5La critique a peu mis en valeur par exemple l’histoire d’amour de Tambira et Kassoumi. Deux esclaves, il est vrai. Le récit de leur rencontre3, leur première scène d’amour4 – où la violence intrinsèque à l’acte sexuel est sublimée dans l’acceptation et le don à l’autre – sont magnifiques. C’est ensuite l’histoire d’un couple qui mise sur un changement de condition, grâce à l’éducation de ses enfants. Et ce projet commun touche au sublime lors du sacrifice de la mère5, assumant sa propre disparition plutôt que de mettre en péril ce but de réussite familiale. Les trahisons et les violences sécrètent leur propre ignominie, face à l’hallucinante scène – à la beauté toute baudelairienne – où Kassoumi fait la toilette du cadavre de son épouse6.

Une symétrie

6Le rejet de l’œuvre motivé par la brutalité de la représentation de sociétés pré-coloniales n’est pourtant pas suffisant, car la violence est aussi coloniale, et donc partagée par les Blancs. Aux massacres perpétrés par les Saïfs font écho le sac de Sikasso par les troupes coloniales7 et l’évocation de la colonne Voulet-Chanoine, de sinistre mémoire. Saïf est certes un assassin mais le gouverneur Chevalier fomente aussi son assassinat. Quant à l’esclavage, évoqué à maintes reprises, toutes les parties sont impliquées, puisqu’il s’agit autant de commerce trans-atlantique8 que trans-saharien, avec ses intermédiaires locaux. La volonté d’enrichissement motive tous les trafics et si Saïf est l’axe de contrôle de multiples marchandages, les missions chrétiennes et Schrobénius s’enrichissent de celui des œuvres d’art, par exemple. Aucun système n’est épargné par le roman et quand Saïf instrumentalise l’Islam pour ses visées politiques, l’Eglise évangélise pour renforcer la colonisation, et ses intérêts propres9. Les femmes ne sont pas non plus épargnées : Awa se résume à un statut de putain magnifique, aux dires de Chevalier et les femmes blanches se compromettent sans honte : l’épouse de Vandamme laisse Saïf lui faire du pied, tandis que la fille de Schrobénius, Sonia, prend les devants avec Madoubo10. La symétrie fonctionne pour dévoiler les travers des uns et des autres, sans qu’une couleur de peau différencie les bassesses ; les perversions – lors de saturnales nocturnes par exemple – abondent dans l’histoire des Saïfs, mais elles sont dupliquées quand Chevalier fait violer Awa par ses chiens et lors du crime sadique dont est victime la sœur de Raymond Kassoumi11. De même, l’homosexualité n’est pas le seul fait de l’Europe12, mais est aussi attestée dans l’histoire du Nakem, avec El Hadj Abdou Hassana et Saïf Ali. Le caractère systématique de cette symétrie en fait une figure délibérée, que Ouologuem a voulue signifiante.

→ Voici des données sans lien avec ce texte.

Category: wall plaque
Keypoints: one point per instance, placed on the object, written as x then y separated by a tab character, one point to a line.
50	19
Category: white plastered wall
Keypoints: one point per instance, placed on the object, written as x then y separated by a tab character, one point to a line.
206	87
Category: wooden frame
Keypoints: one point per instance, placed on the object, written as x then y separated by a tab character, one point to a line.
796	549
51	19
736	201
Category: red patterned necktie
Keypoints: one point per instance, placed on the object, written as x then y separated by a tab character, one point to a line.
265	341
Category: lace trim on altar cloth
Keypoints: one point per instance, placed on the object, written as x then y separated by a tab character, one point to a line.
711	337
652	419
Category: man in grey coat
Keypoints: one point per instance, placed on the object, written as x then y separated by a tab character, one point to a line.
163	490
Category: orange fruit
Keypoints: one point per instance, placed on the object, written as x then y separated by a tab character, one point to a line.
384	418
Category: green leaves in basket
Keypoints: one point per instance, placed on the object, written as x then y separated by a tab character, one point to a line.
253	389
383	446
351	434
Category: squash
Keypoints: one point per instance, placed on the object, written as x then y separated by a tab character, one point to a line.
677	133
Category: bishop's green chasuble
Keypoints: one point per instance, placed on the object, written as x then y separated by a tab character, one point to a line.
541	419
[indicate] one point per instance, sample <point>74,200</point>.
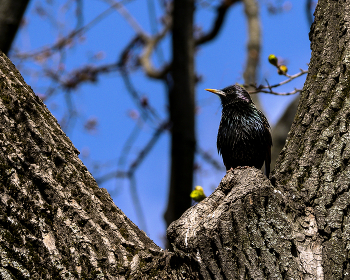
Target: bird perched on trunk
<point>244,137</point>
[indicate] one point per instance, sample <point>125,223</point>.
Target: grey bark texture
<point>55,222</point>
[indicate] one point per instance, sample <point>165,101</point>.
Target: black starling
<point>244,137</point>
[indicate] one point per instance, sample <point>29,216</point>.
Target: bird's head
<point>232,94</point>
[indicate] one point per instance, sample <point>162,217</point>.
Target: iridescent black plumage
<point>244,137</point>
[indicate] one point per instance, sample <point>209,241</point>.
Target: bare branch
<point>268,88</point>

Sur la stratégie de réécriture

7L’accusation de plagiat qui a fait polémique dès 1972 à propos du roman ne peut plus être reçue aujourd’hui. La critique a montré à quel point la capacité à intégrer au roman une mémoire collective qui traverse des champs esthétiques et culturels divers est une stratégie de construction narrative qui est à lire en parallèle avec la dénonciation faite par Ouologuem de la réception des « écrivains nègres » par le champ français, entre autres dans sa Lettre à la France nègre (1969)13. Avec Le Devoir de Violence, l’auteur pratique l’emprunt à outrance de textes14 qu’il remanie et réécrit, s’approprie et subvertit, selon une approche qui est au cœur de l’ouvrage et qui propose la réactualisation d’un patrimoine, en le décalant, en forçant une sortie du canon. Cependant, parmi les emprunts à ce jour repérés, la littérature négro-africaine est la grande absente. Aucune trace concrète d’un emprunt particulier à la production littéraire venue d’Afrique au XXe siècle ne se devine15. Pourtant cette première absence est une présence en creux, car elle surgit à travers d’autres réseaux de signes.

8L’histoire de la fondation du Nakem et de la dynastie des Saïfs font immanquablement penser à l’épopée mandingue de Soundjata, rédigée et publiée par Djibril Tamsir Niane en 196016.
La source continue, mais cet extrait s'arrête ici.